As you can see, there are plenty of angles your podcast can take. For more examples, search iTunes for “public library.” Be sure to check out the podcasts offered by public libraries in New York City, Los Angeles, Seattle and Nashville.

How to Survey Your Community

A little bit of knowledge about your target audiences can make a big difference in the performance of your public library marketing campaigns.

But many of us hesitate to conduct market research because the costs and resources needed often seem out of reach for our budgets. However, there are ways to gather information without incurring steep expenses.

One advantage public libraries have is access to reference resources that include research from third-party and public sources, such as the Pew Research Center. But while reviewing the results of large-scale surveys provides insight into larger swaths of demographic groups, your community may have its own particular dimensions. Thus, it’s worth conducting some primary research to fine-tune your campaign.

Surveys are a great way to get real data on different demographic groups in your community. Although they can be somewhat costly to field, there are now much more affordable options. Web software such as SurveyMonkey enables individuals, small businesses, and nonprofits to design and field surveys at low- or no-cost.

To get the most accurate set of results, it helps to have someone on staff with experience in creating surveys. But even without this expertise, anyone can run a simple survey. There are two types of surveys: qualitative and quantitative.

Qualitative surveys are especially valuable for building “buyer personas,” which help tremendously in writing copy and designing communications strategy.

A qualitative survey is conducted in an interview format. As the researcher, you’ll identify 8-10 people in your target audience to interview. Be sure to set aside 20 minutes for each discussion, and ask if you can record your session. Then, create a survey questionnaire of 6-8 questions, which allows time for you to probe for the reasons behind the answers. For example, you might ask: Which sources do you use to learn about local events and why? What publications do you read and why? What topics interest you most and why? The answers will guide your distribution strategy.

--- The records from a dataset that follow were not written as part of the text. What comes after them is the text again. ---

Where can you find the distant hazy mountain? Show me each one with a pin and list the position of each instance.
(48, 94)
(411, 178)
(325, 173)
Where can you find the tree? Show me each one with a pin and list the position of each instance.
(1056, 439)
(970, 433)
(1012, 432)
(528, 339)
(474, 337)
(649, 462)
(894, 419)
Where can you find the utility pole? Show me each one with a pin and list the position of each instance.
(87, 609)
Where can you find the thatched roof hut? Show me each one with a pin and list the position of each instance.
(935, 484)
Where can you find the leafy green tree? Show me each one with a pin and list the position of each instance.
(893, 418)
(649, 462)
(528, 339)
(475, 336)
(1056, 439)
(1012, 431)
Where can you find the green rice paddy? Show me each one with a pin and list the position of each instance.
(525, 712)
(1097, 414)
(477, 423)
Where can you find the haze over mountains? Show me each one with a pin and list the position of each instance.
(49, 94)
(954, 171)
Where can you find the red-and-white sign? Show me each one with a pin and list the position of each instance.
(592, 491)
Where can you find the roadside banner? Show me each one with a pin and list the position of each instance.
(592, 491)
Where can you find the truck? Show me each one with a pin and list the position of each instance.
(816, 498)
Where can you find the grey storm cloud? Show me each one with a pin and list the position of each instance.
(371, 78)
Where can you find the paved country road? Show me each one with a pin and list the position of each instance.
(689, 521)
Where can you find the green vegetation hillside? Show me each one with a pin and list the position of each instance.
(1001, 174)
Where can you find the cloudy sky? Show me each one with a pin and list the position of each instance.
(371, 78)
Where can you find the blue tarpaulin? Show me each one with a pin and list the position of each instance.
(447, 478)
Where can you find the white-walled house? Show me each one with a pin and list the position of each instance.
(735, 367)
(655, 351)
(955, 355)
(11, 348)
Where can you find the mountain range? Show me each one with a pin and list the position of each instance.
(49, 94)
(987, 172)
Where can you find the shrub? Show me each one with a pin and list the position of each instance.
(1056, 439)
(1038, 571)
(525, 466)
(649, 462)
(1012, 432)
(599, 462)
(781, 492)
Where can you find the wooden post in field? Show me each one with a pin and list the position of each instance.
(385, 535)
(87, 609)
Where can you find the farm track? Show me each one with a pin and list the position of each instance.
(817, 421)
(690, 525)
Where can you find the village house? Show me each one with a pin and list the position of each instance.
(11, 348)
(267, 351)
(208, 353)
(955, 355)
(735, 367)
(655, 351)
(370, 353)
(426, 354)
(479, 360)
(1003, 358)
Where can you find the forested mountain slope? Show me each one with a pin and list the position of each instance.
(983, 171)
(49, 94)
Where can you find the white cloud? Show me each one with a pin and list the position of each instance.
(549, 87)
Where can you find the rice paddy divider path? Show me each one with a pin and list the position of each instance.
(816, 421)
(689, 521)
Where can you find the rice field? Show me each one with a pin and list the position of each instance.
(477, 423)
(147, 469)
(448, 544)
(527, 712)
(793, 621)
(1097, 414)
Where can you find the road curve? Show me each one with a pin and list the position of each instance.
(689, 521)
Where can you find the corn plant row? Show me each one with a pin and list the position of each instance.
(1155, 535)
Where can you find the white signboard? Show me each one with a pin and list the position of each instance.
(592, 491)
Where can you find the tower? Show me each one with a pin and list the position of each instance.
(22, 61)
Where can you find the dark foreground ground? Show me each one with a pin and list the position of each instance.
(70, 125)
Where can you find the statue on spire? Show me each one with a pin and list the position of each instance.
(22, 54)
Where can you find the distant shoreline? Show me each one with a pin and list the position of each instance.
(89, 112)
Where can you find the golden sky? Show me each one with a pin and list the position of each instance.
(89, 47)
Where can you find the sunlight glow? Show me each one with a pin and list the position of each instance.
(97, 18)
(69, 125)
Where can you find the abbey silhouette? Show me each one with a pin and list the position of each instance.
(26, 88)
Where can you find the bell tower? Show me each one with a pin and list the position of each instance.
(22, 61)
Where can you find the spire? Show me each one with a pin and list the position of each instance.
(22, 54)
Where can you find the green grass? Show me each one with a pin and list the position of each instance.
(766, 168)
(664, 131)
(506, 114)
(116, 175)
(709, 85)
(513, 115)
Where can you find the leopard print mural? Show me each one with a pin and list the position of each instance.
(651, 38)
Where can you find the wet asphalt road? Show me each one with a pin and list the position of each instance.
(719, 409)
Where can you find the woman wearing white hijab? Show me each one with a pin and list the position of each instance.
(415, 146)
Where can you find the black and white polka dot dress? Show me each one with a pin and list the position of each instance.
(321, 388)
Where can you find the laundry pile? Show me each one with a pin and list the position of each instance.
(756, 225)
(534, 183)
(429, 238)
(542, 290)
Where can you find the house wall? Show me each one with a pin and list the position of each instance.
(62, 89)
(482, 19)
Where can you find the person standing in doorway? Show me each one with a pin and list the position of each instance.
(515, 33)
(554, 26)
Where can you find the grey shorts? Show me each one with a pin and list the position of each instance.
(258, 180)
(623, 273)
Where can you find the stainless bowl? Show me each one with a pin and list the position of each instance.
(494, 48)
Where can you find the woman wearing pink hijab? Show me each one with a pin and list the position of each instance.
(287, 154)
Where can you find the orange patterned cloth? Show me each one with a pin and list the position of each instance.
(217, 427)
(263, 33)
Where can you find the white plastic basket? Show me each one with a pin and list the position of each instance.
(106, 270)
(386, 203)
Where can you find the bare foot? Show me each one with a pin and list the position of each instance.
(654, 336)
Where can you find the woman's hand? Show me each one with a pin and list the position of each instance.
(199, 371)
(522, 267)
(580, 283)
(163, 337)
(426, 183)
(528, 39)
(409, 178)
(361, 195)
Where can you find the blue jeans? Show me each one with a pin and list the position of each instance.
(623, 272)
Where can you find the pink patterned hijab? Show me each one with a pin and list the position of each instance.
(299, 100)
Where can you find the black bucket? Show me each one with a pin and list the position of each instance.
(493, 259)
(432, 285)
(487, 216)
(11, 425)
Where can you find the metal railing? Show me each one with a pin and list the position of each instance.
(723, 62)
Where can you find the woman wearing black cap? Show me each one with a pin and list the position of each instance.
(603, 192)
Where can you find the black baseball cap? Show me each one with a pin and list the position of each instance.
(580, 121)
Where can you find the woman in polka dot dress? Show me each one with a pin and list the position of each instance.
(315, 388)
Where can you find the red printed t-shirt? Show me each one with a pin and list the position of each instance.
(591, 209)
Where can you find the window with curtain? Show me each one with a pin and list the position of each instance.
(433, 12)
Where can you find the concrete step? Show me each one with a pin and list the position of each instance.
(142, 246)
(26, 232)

Quantitative surveys, by contrast, can help you identify trends and attitudes. SurveyMonkey offers tips for conducting a successful survey. Here’s how they apply to public libraries:

  1. Set your goal. Before you begin crafting your survey, understand what it is you’d like to learn about the target audience. For example, you may want to ask about a new program you’re considering for small business owners. Some questions to ask might include: How often do you use the library? How useful would they find this new program (provide a description)? This will help you mold the program to their needs.
  1. Define your audience. For the program mentioned above, you’ll want to survey small business owners, and possibly startups and entrepreneurs as well, since these groups are your target audience.
  1. Determine sample size. This can be a bit tricky, but it’s a necessary step because you want to be sure you’ll have enough responses to make the results statistically accurate. SurveyMonkey offers a calculator to help you figure out how many people need to respond to your survey.
  1. Choose the best time to distribute. Your goal is to get as many respondents as possible, which will increase the reliability of your results. Choose a day and time when your target audience is likely to be available to answer the survey. For example, seniors may be more receptive during the daytime, while teens may be more likely to respond after 3 pm, when school is out. And of course, always avoid holidays and travel periods.

The more you know about your target audiences – who they are, what pain points they have, how they gather information and make decisions, and what preferences they have – the better you can craft a marketing campaign they’ll notice. Market research also can help you determine what services to offer, how to draft more influential marketing messages, and how to choose the best communications channels.